I looked at the calendar today and couldn't believe it: I'm less than seven months out from publication. Which might sound like a really long time, but in the publishing world, it's not. It's really, really not. In fact, I just sent in my copy edits (for those of you unfamiliar with the process, this is an excruciating process in which you receive a hard copy of your manuscript with red pencil all over every tiny grammatical error or non-literal word use or typo...in other words, NOT FUN!), and I should be getting galleys fairly soon. Yikes! And with galleys, so begins the big promo push.
So now, I'm engaged in that age-old debate: do I or do I not hire an outside publicist? Every single published author I've ever met has encountered this question, and even though I've been through the process before, I'm still as confused as ever. The thing is this: outside publicists are very, very costly and the truth is that you can't really quantify what exactly they do for your sales. And one of the reasons that you can't quantify this is because no one in the industry really has any freakin' idea as to what sells books. Well, sure, co-op space does (the space at the front of the store where new books are presented - publishers pay for that) and a large print run often does too because it increases visibility (though having a huge print run can also backfire), but other than that? No one really knows. A friend recently asked me if getting reviewed in Redbook, Marie Claire, etc, really helped boost sales, and I could only say, "I have no idea! In theory, I'd think so, but I have no concrete proof of this." And it's true...I'm not entirely convinced that reviews boost sales except in huge named places like People.
That said, of course you still want to receive this exposure, and thus, I'm right back into the do-I-hire-someone-else debate. I'm really excited because my in-house team is evidently doing a lot for both me and the book...but still. You hate to wake up one week after your publication date and think, "If only..." And I did feel that way with The Department, for sure, and by that point, there was little more that could be done.
Frankly, I'm not convinced that your book can do really well if you don't have a healthy print run. (Exceptions aside, which we discussed a few weeks ago.) I really believe, as do a lot of other writer friends, that if your book isn't saturating the market, it doesn't matter how many reviews you have: you're screwed. So I'm also having that chicken-egg debate: what if I hire a publicist and I have a crap print run? Then what? But maybe this publicist can get me some great clips and placements, which might excite the sales team enough to do a hard sell and thus increase my print run? (Print runs are usually based on how many books the sales team has initially sold to stores.)

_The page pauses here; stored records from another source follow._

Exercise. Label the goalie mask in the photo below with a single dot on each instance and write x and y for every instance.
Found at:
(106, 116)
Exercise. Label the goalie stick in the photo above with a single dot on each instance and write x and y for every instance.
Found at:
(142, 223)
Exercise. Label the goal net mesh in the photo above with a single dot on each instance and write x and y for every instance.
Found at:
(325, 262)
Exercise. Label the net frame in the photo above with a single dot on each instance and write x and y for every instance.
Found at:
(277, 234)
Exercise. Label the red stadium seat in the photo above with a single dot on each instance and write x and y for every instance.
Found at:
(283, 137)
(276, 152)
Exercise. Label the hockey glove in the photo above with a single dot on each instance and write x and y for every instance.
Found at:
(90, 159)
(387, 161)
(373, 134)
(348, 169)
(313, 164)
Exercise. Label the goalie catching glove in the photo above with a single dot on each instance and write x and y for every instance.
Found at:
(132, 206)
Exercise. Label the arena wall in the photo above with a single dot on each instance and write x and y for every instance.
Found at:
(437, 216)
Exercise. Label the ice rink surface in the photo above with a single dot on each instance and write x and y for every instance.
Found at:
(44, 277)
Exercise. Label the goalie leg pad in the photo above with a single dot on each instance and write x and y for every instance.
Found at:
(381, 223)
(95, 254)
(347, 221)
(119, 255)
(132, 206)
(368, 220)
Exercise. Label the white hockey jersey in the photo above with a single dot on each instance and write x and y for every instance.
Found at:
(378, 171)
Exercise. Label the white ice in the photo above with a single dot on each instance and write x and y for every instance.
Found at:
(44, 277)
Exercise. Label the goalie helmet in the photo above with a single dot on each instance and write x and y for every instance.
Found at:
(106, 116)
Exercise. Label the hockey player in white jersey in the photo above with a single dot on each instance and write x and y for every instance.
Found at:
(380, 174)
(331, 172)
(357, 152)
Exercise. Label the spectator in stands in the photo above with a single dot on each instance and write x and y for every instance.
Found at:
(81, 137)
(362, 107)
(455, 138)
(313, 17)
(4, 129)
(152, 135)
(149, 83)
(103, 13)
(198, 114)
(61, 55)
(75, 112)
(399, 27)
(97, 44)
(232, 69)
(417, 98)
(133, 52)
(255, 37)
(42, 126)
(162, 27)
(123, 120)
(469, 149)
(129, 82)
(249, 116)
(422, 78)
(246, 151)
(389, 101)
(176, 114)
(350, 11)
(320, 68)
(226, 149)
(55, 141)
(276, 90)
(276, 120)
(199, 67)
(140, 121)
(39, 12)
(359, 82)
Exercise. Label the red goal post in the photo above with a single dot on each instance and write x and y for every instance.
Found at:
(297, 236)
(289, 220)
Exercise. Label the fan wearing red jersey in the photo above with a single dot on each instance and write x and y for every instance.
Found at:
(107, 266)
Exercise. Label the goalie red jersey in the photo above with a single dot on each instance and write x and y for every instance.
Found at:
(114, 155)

Argh. Who the hell knows? It's all a toss-up, and for me, that only adds to the stress of the decision.
In the meantime, one thing that I know DOES work is emailing directly with readers. So, if you're interested, please sign up to be notified about my latest news. (I promise I'll only send a note when it's important!) See that box to your left? Yeah, enter your name there. Thanks!
So readers and authors who have BTDT, what do you think is the best thing an author can do to promote herself? Anyone hired an outside publicist and found it worth the money?